Circle, the issuer of the world’s second-largest stablecoin, USDC, is pursuing international expansion after securing $400 million in funding. BlackRock and Fidelity headlined the new funding round, which follows a $440 million raise last May.
The capital raise, led by major investors, such as Blackrock, Fidelity Management, Marchall Wace, and Fin Capital, is expected to close in the first half of the year.
Jeremy Allaire, Circle’s co-founder and chief executive, told City A.M. the company is committed to “aggressively” hiring staff in Britain and exploring the launch of a sterling linked stablecoin, subject to regulatory approval.
“We’re expanding in the UK,” he confirmed. While Circle currently has just 12 UK employees it is committing “considerable capital” to “aggressively hiring staff.”
“We would be very excited to issue a pound sterling stablecoin if the regulatory framework becomes clearer, and build on the position that we have with dollars,” said Allaire, adding that he hopes to issue the new asset “as soon as possible.”
By partnering with BlackRock, Circle is looking to explore capital market applications, per the announcement. BlackRock will also play a role as an asset manager of USDC cash reserves.
“Dollar digital currencies like USDC are fueling a global economic transformation, and Circle’s technology infrastructure sits at the center of that change. This funding round will drive the next evolution of Circle’s growth,” Allaire said.

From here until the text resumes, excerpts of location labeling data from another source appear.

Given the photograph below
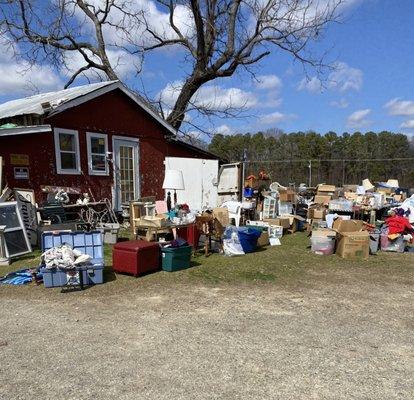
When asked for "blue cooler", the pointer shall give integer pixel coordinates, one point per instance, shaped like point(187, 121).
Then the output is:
point(88, 243)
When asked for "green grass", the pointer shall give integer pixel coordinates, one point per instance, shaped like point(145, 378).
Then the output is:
point(289, 265)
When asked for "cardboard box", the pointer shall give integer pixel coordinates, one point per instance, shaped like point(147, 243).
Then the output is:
point(317, 212)
point(263, 239)
point(324, 200)
point(295, 221)
point(352, 242)
point(324, 232)
point(351, 196)
point(326, 189)
point(222, 215)
point(278, 221)
point(288, 195)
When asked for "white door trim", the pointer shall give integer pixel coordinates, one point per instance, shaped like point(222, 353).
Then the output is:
point(134, 142)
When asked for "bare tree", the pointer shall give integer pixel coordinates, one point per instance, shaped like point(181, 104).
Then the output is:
point(232, 34)
point(58, 31)
point(218, 37)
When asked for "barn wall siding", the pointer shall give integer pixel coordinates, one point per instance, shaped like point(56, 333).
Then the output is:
point(113, 114)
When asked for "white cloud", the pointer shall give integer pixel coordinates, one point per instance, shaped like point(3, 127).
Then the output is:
point(407, 124)
point(210, 96)
point(342, 79)
point(400, 107)
point(313, 85)
point(275, 117)
point(342, 103)
point(358, 119)
point(22, 78)
point(122, 62)
point(345, 78)
point(266, 82)
point(223, 130)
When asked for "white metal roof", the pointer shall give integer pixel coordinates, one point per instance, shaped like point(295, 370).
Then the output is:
point(68, 98)
point(33, 104)
point(25, 130)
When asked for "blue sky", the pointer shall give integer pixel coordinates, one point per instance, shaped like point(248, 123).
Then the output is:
point(372, 87)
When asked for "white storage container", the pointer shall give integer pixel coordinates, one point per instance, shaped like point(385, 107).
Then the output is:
point(323, 245)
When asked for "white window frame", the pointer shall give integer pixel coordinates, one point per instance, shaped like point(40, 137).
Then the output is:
point(89, 136)
point(59, 169)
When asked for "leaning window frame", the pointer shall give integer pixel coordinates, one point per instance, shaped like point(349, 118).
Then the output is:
point(59, 169)
point(89, 136)
point(21, 228)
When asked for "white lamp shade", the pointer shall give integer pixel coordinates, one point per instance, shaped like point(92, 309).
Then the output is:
point(173, 180)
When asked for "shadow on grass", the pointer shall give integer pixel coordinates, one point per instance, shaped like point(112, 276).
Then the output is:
point(109, 274)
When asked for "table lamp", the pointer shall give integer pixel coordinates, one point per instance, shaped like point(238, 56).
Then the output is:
point(173, 181)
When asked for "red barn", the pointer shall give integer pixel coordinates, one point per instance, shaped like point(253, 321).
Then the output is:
point(100, 139)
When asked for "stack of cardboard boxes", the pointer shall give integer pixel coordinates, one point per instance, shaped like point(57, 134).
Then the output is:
point(352, 241)
point(324, 194)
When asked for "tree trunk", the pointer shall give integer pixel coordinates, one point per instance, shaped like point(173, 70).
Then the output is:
point(190, 87)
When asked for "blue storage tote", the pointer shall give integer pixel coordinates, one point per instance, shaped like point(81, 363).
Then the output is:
point(248, 238)
point(88, 243)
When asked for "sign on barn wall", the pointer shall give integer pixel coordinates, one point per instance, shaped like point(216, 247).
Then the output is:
point(19, 159)
point(21, 173)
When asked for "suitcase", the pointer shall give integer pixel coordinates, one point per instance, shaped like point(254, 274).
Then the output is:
point(136, 257)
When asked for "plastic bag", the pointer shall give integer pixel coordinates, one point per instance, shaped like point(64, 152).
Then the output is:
point(231, 242)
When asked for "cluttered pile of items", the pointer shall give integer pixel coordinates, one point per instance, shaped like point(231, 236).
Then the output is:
point(355, 221)
point(351, 221)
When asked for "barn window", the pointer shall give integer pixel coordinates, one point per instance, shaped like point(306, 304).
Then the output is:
point(67, 151)
point(97, 149)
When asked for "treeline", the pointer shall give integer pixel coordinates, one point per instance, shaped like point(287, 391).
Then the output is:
point(337, 159)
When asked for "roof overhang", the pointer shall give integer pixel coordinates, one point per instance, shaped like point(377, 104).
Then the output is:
point(24, 130)
point(109, 88)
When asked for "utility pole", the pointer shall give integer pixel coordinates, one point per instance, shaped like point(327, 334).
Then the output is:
point(343, 173)
point(243, 172)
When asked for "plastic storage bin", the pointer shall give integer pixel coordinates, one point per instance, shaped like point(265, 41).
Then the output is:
point(175, 258)
point(136, 257)
point(248, 238)
point(322, 245)
point(88, 243)
point(374, 242)
point(396, 245)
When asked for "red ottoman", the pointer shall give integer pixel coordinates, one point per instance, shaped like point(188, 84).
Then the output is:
point(136, 257)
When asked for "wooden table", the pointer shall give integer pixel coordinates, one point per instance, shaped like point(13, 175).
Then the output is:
point(151, 232)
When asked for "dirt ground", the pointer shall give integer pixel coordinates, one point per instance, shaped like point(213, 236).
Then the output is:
point(341, 335)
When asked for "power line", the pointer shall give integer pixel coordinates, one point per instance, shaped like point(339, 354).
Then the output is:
point(307, 160)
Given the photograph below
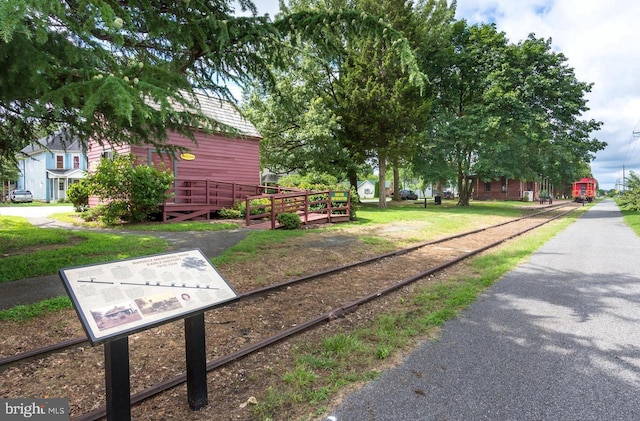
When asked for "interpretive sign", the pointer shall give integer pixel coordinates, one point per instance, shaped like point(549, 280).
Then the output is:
point(118, 298)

For more than five years, Circle has been sending delegates to the UK to cozy up to regulators at HM Treasury, the FCA, and the Bank of England, Allaire revealed.
Earlier this year, Circle was recently valued at $9 billion after closing a deal to go public via a Special Purpose Acquisition Company (SPAC).
In the past year, the company has been making moves in the direction of becoming a U.S. national bank. In a filing in August of last year, it argued that a banking framework could reduce the risks around its business, including reliance on third-party payment systems.
It also told The Block in a message that it “intends to become a full-reserve national commercial bank.”